We have also come across Livia technology for pain relief. Livia tansmit a very unique pulse that keeps the nerves "busy". Busy nerves means that the nerve-gate is closed, therefore the pain signals can't pass through and are unfelt.
Period pain remedies
Hormone Therapy: Medically speaking, this is the best remedy for menstrual cramps. This involves ingesting birth control pills or oral contraceptives to keep your hormone levels at a steady state. This results in less growth of tissue in the uterine lining without hormonal shifts. Due to this, the prostaglandin production is never triggered. Depo-Provera, a birth control injection, can also work in a similar manner. Oral contraceptives are known to reduce menstrual pain and cramping by 90%.
Massage and Exercise is another way you can help yourself to reduce menstrual cramps. A lower back massage and aerobic exercises have been confirmed to reduce pains or cramping associated with menstruation. You can get these massages from a professional or do it yourself using an at-home tool.
Heat is another highly effective method of getting period cramp relief. Some doctors recommend sitting in a hot tub or warm bath for a short period of time. You can also try placing a hot-water bottle, patch or heating pad on your back or lower abdomen. Make sure you follow instructions outlined on the heat patch and avoid putting it directly to your skin to avoid burns.
Tips and advice for women on period pain relief
There are period pain remedies you should be aware of other than taking period pain tablets to relieve yourself of very painful period. I you are smoker, you should know already that there is some evidence that smoking increases period pain. Therefore stopping it may reduce the cramps and other period pain.
Aside taking paracetamol or ibuprofen for period pain, you can exercise or do some stretching. This will relax and strengthen your muscles to provide relief. You can also rub your lower abdomen to help relax the muscles. Intake of vitamin B1 or magnesium supplements is another way to reduce period pain and other symptoms.
While menstrual cramps can be disturbing and worrisome, you shouldn’t be worried unless:
You experience pain during intercourse.
You experience a sudden onset of cramping and are above the age of 20.
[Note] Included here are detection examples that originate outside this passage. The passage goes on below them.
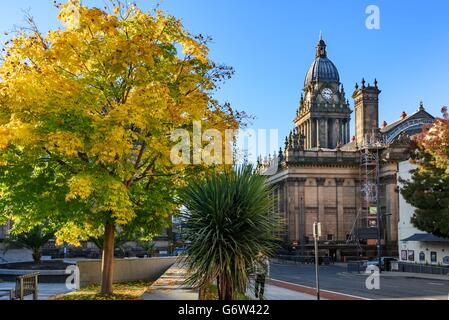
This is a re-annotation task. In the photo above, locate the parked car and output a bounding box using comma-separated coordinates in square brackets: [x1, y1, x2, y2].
[364, 257, 398, 270]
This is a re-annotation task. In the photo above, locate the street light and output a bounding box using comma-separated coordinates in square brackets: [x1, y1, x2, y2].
[313, 222, 321, 300]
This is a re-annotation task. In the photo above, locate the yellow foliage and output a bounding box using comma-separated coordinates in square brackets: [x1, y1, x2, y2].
[0, 0, 238, 243]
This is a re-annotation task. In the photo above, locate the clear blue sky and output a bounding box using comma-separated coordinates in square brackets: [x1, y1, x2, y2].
[0, 0, 449, 158]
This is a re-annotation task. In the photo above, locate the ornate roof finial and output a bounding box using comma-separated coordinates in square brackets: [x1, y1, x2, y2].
[418, 100, 425, 111]
[401, 111, 407, 120]
[316, 32, 327, 58]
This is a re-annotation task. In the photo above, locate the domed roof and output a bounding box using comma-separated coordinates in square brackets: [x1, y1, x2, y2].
[304, 37, 340, 87]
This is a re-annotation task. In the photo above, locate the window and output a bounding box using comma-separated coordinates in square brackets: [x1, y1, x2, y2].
[408, 250, 415, 261]
[430, 251, 437, 263]
[401, 250, 407, 261]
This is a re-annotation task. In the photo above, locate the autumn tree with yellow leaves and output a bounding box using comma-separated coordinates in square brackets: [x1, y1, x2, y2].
[0, 0, 241, 294]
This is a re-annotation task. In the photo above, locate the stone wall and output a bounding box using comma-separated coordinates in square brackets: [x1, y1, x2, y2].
[77, 257, 177, 287]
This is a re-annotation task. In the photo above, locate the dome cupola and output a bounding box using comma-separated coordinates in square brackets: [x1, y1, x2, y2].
[304, 34, 340, 87]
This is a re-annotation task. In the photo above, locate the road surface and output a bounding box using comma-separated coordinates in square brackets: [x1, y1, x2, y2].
[270, 263, 449, 300]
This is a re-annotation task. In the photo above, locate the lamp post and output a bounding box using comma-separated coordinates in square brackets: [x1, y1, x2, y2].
[313, 222, 321, 300]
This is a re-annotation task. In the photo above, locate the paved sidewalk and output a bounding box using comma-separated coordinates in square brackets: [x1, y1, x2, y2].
[0, 282, 72, 300]
[142, 264, 198, 300]
[246, 280, 316, 300]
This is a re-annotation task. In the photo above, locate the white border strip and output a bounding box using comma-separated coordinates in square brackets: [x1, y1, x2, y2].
[270, 278, 374, 300]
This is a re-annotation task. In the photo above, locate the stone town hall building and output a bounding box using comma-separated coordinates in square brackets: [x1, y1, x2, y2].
[259, 37, 434, 256]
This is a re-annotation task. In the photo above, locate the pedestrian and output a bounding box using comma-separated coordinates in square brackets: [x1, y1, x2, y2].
[254, 253, 270, 300]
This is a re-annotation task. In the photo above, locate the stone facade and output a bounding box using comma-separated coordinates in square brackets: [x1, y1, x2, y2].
[259, 38, 433, 256]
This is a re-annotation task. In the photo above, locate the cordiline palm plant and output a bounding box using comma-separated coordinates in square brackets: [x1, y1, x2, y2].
[181, 165, 280, 300]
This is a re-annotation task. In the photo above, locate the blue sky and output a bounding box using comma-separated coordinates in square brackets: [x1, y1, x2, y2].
[0, 0, 449, 158]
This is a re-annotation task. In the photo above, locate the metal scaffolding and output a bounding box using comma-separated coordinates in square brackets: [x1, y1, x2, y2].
[348, 132, 385, 251]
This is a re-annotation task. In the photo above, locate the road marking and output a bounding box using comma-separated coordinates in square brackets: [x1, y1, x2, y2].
[271, 278, 373, 300]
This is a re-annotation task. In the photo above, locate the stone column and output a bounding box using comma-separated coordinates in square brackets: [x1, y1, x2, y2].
[294, 179, 300, 241]
[297, 178, 306, 255]
[324, 119, 329, 148]
[381, 174, 399, 249]
[335, 178, 346, 241]
[334, 119, 341, 146]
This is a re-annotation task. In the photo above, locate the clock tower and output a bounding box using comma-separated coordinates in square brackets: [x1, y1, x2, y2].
[294, 35, 352, 149]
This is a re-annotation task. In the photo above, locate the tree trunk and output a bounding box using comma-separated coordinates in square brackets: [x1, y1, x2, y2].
[101, 222, 115, 294]
[32, 248, 42, 264]
[219, 276, 234, 301]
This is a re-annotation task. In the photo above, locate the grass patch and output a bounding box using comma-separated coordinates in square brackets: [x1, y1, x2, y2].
[201, 284, 252, 300]
[53, 281, 153, 300]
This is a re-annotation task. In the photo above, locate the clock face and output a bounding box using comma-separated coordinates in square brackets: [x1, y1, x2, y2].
[321, 88, 334, 101]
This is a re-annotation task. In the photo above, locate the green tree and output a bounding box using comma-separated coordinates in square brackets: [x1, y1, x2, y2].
[181, 166, 280, 300]
[0, 0, 239, 294]
[401, 108, 449, 238]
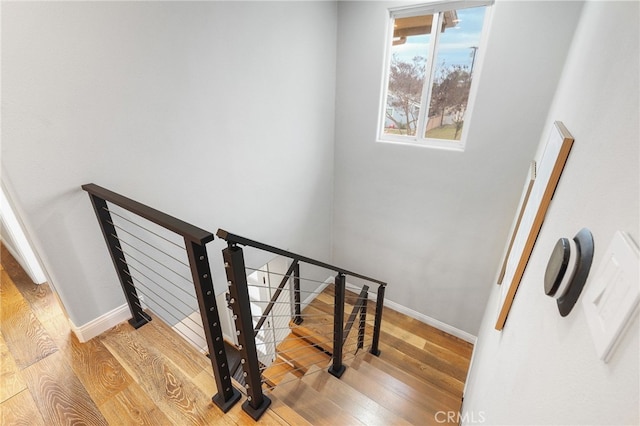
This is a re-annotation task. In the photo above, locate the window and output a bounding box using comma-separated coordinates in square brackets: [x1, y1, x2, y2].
[379, 1, 493, 150]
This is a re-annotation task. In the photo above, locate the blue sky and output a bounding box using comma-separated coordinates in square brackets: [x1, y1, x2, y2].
[392, 7, 485, 70]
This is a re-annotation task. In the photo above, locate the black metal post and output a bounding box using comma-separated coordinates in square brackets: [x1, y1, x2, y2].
[358, 293, 369, 349]
[185, 238, 241, 413]
[89, 194, 151, 328]
[369, 285, 385, 356]
[329, 273, 346, 378]
[222, 244, 271, 420]
[293, 261, 302, 325]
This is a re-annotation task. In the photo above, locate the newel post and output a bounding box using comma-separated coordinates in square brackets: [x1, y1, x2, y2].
[329, 273, 346, 378]
[222, 243, 271, 420]
[185, 238, 241, 413]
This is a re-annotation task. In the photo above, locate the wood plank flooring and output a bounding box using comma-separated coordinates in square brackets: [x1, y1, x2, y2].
[0, 247, 472, 425]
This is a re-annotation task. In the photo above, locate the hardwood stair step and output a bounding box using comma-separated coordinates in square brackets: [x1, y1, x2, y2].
[302, 366, 410, 426]
[262, 356, 304, 388]
[266, 392, 311, 426]
[270, 375, 364, 426]
[340, 357, 439, 425]
[276, 333, 330, 373]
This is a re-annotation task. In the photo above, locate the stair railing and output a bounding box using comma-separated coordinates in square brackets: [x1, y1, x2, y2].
[82, 184, 241, 412]
[216, 229, 386, 420]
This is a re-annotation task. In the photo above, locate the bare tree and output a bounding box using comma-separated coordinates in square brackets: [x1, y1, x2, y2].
[386, 54, 426, 135]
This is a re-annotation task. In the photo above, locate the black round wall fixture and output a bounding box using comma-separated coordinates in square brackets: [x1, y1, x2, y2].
[544, 228, 593, 317]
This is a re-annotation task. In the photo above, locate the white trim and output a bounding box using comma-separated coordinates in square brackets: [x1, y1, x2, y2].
[69, 303, 131, 343]
[462, 337, 478, 403]
[0, 187, 47, 284]
[347, 283, 478, 345]
[375, 0, 495, 152]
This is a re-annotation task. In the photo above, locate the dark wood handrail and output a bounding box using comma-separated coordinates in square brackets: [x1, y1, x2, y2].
[82, 183, 214, 245]
[216, 229, 387, 286]
[342, 285, 369, 343]
[253, 260, 298, 336]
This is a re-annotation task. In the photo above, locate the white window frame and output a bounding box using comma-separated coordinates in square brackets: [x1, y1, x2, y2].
[377, 0, 495, 151]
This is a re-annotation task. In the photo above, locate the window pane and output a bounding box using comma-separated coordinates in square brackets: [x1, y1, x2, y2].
[425, 7, 486, 140]
[384, 15, 433, 136]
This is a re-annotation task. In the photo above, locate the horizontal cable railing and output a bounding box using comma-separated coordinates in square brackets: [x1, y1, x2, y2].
[216, 229, 386, 420]
[82, 184, 240, 412]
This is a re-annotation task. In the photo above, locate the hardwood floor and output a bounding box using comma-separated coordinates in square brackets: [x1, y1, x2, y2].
[0, 247, 472, 425]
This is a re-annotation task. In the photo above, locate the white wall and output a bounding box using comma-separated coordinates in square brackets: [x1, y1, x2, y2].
[463, 2, 640, 425]
[2, 2, 337, 325]
[333, 1, 581, 335]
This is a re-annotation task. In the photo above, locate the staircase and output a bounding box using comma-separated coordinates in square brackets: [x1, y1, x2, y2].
[263, 288, 470, 425]
[83, 184, 471, 425]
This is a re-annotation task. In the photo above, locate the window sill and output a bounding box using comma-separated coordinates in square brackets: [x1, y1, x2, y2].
[376, 135, 465, 152]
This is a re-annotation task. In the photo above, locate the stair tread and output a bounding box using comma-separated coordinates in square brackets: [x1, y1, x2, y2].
[302, 366, 410, 425]
[262, 357, 303, 387]
[268, 393, 312, 426]
[271, 375, 364, 426]
[277, 333, 330, 372]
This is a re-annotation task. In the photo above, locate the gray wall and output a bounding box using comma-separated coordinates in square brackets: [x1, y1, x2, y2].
[2, 2, 337, 325]
[463, 2, 640, 425]
[333, 2, 582, 335]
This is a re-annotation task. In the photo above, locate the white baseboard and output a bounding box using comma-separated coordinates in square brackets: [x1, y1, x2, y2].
[347, 283, 477, 345]
[69, 303, 131, 343]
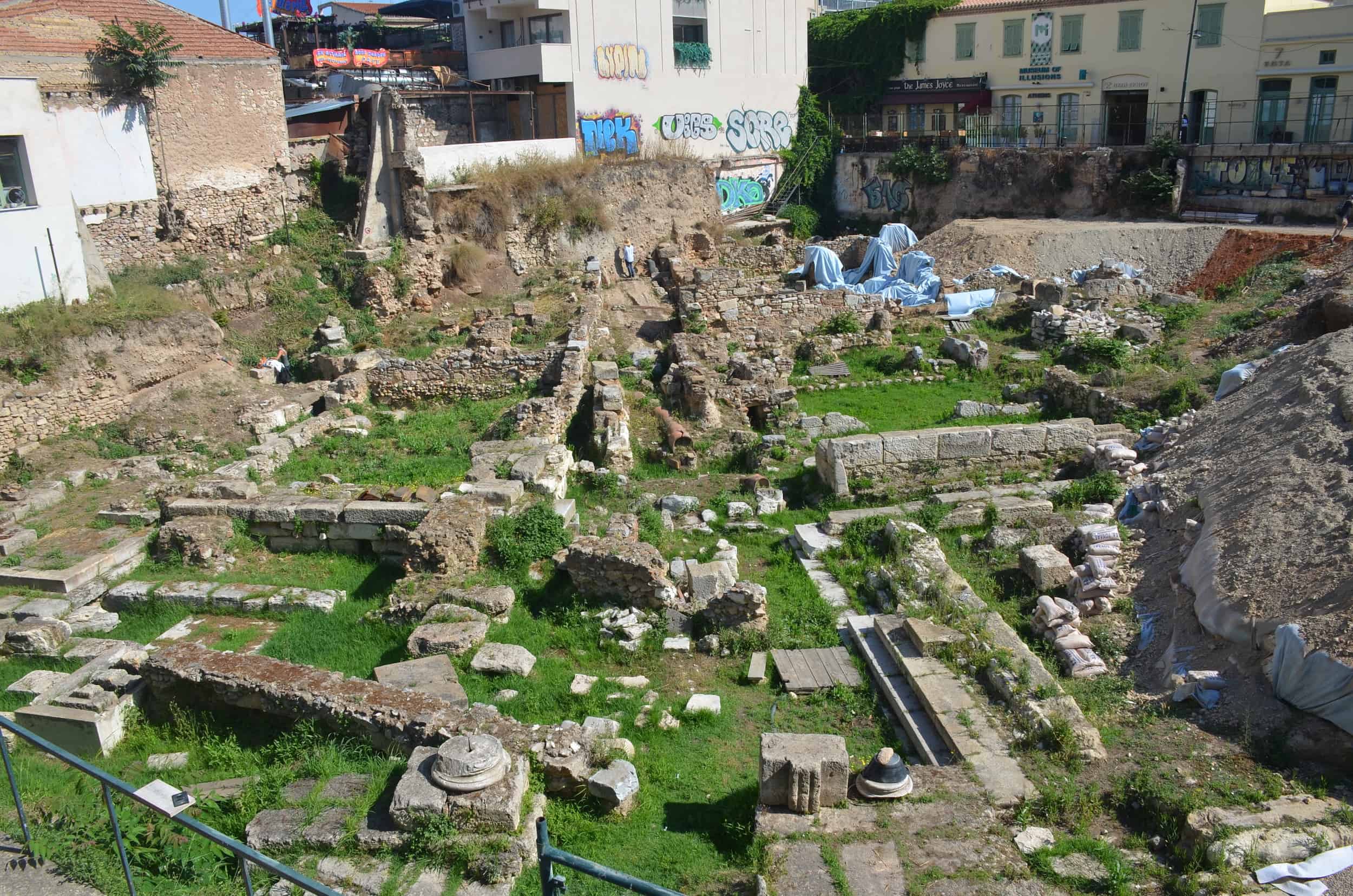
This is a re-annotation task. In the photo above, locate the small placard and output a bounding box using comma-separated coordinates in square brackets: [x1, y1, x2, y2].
[137, 778, 198, 818]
You experience pain at times other than during your menstrual period.
If you still feel a lot of pain after trying out the treatments mentioned above, then it is time for you speak with your doctor about it. Book an appointment and explain everything to the doctor. If you have recorded your menstrual cycle charts or food diaries, take your records with you. Be sure to tell them about any medications you’ve taken including over the counter drugs and supplements.
In trying to diagnose the real cause of the constant period pain, the doctor might;
Take a vaginal examination to feel for anything different in your womb or cervix.
Take a swab sample from it to check for infection.
Run blood tests for anemia and other conditions
Do a trans-vaginal ultrasound. This is a scan that looks at your womb from the outside through your lower abdomen. It also uses a device that is inserted into your vagina to look at your womb from the inside.
If your doctor thinks there might be other causes for your symptoms; they might refer you to a gynecologist.
Period cramps can be extremely painful however, they are treatable. If you’re experiencing heavy painful periods and are unable to treat it yourself after doing the things listed here, follow up immediately with your doctor.